New Jersey’s minimum wage will increase by $1 to $15.13 per hour for most employees on January 1, 2024. Tipped workers’ cash wage will remain at $5.26/hour, with employers able to claim a $9.87 tip credit, an increase of $1.

In addition, Senate Bill 2970 requires the NJDOL to provide an individual, upon request, with a copy of their wage, employment, and unemployment compensation records and information that is possessed by the NJDOL.

Workplace Safety

Noting that “[t]he Occupational Safety and Health Administration (OSHA) in the United States Department of Labor has not adopted a heat stress standard,” Senate Bill 4243 requires the NJDOL to: (1) adopt a heat stress standard that establishes heat stress levels for employers that, if exceeded, trigger actions by employers to protect employees from heat-related illness and injury; and (2) adopt a requirement that each employer develop, implement, and maintain an effective heat-related illness and injury prevention plan for employees.

The heat-related illness and injury prevention plan is required, to the extent permitted by federal law: (1) to be developed and implemented with the meaningful participation of employees and employee representatives, including collective bargaining representatives; (2) to be tailored and specific to the hazards in the place of employment; (3) to be in writing in both English and in the language understood by a majority of the employer’s employees, if that language is not English; and (4) to be made available to employees, employee representatives, including collective bargaining representatives, and the NJDOL.

Under the bill, after initially creating a heat-related illness and injury prevention plan, employers are required to conduct an annual review to determine whether revisions to their plans are necessary.

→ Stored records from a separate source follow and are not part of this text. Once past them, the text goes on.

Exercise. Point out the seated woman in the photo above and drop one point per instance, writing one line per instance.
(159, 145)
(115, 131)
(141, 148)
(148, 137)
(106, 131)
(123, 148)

The bill further provides that the NJDOL may issue a stop-work order against the employer requiring cessation of all business operations if an employer is in violation of the bill’s provisions.

Several other bills that have not seen recent legislative action but remain pending and could be taken up at any time follow below.

Artificial Intelligence

Assembly Bill 4909 “regulates the use of automated employment decision tools during the hiring process to minimize employment discrimination that may result from the use of the tools.” The bill prohibits the sale of automated employment decision tools in the State unless: (1) the tool is the subject of a bias audit conducted in the past year prior to selling the tool or offering the tool for sale; (2) the sale of the tool includes, at no additional cost, an annual bias audit service that provides the results of the audit to the purchaser; and (3) the tool is sold or offered for sale with a notice stating that the tool is subject to the provisions of the bill. In addition, the bill provides that any person who uses an automated employment decision tool to screen a candidate for an employment decision is required to notify each candidate of the following within 30 days of the use of the tool: (1) that an automated employment decision tool, which is subject to an audit for bias, was used in connection with the candidate’s application for employment; and (2) the tool assessed the job qualifications or characteristics of the candidate.

Non-Disparagement Agreements

Assembly Bill 4521, which passed the Assembly in late 2022, amends the NJLAD to extend the law’s current restrictions on certain nondisclosure agreements (NDAs) to non-disparagement agreements, which are typically included in settlements of employment discrimination claims. The bill would reverse a recent judicial decision holding that non-disparagement clauses are not covered by the current NDA law.

Whistleblowers

Assembly Bill 5637, amends the New Jersey Conscientious Employee Protection Act (CEPA) to expressly provide “whistleblower” rights and protections to “C-Suite executives”—including a chief executive officer, chief operating officer, and chief financial officer—who object to, or refuse to, participate in an activity that they believe violates their fiduciary responsibilities.